Tickets to the Auschwitz-Birkenau Memorial and State Museum in Auschwitz – Price List. February 2023 update.
Access to Auschwitz is free, but you can only do so early in the morning or late in the afternoon before it closes from April to October.
During other hours, you can:
- Take a general tour in polish, either individually or with a group, and have 3.5 hours to walk. A regular ticket costs 75 zloty, but if you’re a student or a pupil up to 26 years of age with a valid ID, you can get a discounted ticket for 65 zloty.
- If you are looking for a personalized tour in a foreign language, you can choose our 3.5 hour general tour. The price of a regular ticket is 85 zloty, but students and pupils up to 26 years of age with a valid ID card can get a discounted ticket for 75 zloty.

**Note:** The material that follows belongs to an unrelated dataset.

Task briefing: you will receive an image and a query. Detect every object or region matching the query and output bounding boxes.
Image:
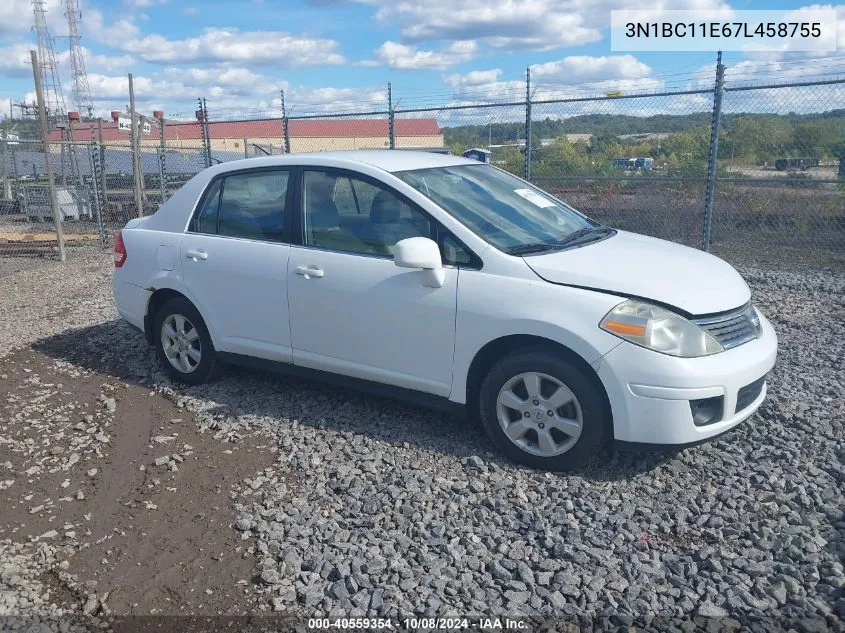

- For both polish and foreign languages, there are also studio tours of up to 6 hours. The regular ticket costs 125 PLN, but students and pupils up to 26 years of age with a valid ID card can get a discounted ticket for 105 PLN.
Free and paid entry cards can be reserved at http://www.auschwitz.org.
For those seeking a personalized tour experience, museum offers the option of booking an individual guide. Their guides are able to conduct the tour in a variety of languages, including English, Croatian, Czech, French, Hebrew, Spanish, Japanese, Dutch, German, Norwegian, Polish, Russian, Serbian, Slovak, Swedish, and Italian.
Reserving a guide is easy. You can book one online with 5 days notice or email the museum with 2 to 5 days notice.
Open Hours of the Auschwitz-Birkenau Museum in Oświęcim
The Museum is open all year round with the exception of January 1, December 25 and on the first day of Easter. Opening hours vary from month to month.
You can plan your visit during the following times:
- April, May, and September: 7:30am – 6:00pm
- June, July, and August: 7:30am – 7:00pm
- March and October: 7:30am – 5:00pm
- February: 7:30am – 4:00pm
- January and November: 7:30am – 3:00pm
- December: 7:30am – 2:00pm
The above hours are for entry to the Museum. You can stay inside one and a half hours after the last hour of the start of the tour (e.g. in February it is 5:30 pm, in June it is 8:30 pm)
How To Get to the Auschwitz-Birkenau Memorial and State Museum in Oswiecim
You will find it easy to reach Auschwitz as it is well connected to both Katowice and Krakow. Public transportation is available and makes getting to Auschwitz easy and convenient. The journey from Katowice takes about 50 minutes, while from Krakow it takes 1.5 hours. The Auschwitz train station is only 1.6 kilometers from the camp and can be reached by a 21-minute walk. This makes Auschwitz easily accessible to all visitors.